Kurt Mitman, IIES, Stockholm
The Fiscal Multiplie
We measure the size of the fiscal multiplier using a heterogeneous agents model with incomplete markets, capital and rigid prices and wages. This environment captures all elements that are considered essential for a quantitative analysis. First, output is (partially) demand determined due to pricing frictions in product and labor markets, so that a fiscal stimulus increases aggregate demand. Second, incomplete markets deliver a realistic distribution of the marginal propensity to consume across the population, whereas all households counterfactually behave according to the permanent income hypothesis if markets are complete. Here, poor households feature high MPCs and thus tend to spend a large fraction of the additional income that arises as a result of a fiscal stimulus, assigning a quantitatively important role to the standard textbook Keynesian cross logic. Interestingly, and unlike conventional wisdom would suggest, our dynamic forward looking model reinforces this channel significantly. Third, the model features a realistic wealth to income ratio since we allow two assets, government bonds and capital. We find that market incompleteness plays the key role in determining the size of the fiscal multiplier, which is about 1.35 if deficit financed and about 0.6 if tax financed. Surprisingly, the size of fiscal multiplier remains similar in the Great Recession where the economy was in a liquidity trap. Finally, we elucidate the differences between our heterogeneous-agent incomplete-markets model to those featuring complete markets or hand-to-mouth consumers.

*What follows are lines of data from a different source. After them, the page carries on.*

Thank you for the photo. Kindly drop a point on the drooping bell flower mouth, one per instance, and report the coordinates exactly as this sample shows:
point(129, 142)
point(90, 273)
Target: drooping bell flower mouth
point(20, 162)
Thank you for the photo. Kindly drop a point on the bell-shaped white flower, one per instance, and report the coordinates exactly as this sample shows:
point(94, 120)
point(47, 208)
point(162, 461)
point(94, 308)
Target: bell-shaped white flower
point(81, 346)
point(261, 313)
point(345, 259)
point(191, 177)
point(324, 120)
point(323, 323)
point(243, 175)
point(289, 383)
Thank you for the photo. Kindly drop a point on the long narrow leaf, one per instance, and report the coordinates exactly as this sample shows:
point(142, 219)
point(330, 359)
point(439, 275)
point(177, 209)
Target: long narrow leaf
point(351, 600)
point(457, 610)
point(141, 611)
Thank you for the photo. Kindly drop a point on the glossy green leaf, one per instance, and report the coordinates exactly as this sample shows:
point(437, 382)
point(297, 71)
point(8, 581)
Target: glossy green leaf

Kurt Mitman is Assistant Professor at the Institute for International Economic Studies at Stockholm University, a Researcher at the University of Oslo, and a Research Affiliate of the Centre for Economic Policy Research. His research focuses broadly on macroeconomics. He is particularly interested in housing, household debt and default, and labor market dynamics. Kurt Mitman is currently a member of the Editorial Board of the Review of Economic Studies, an Associate Editor at the Journal of the European Economic Association and Macroeconomic Dynamics and a Panel Member of Economic Policy.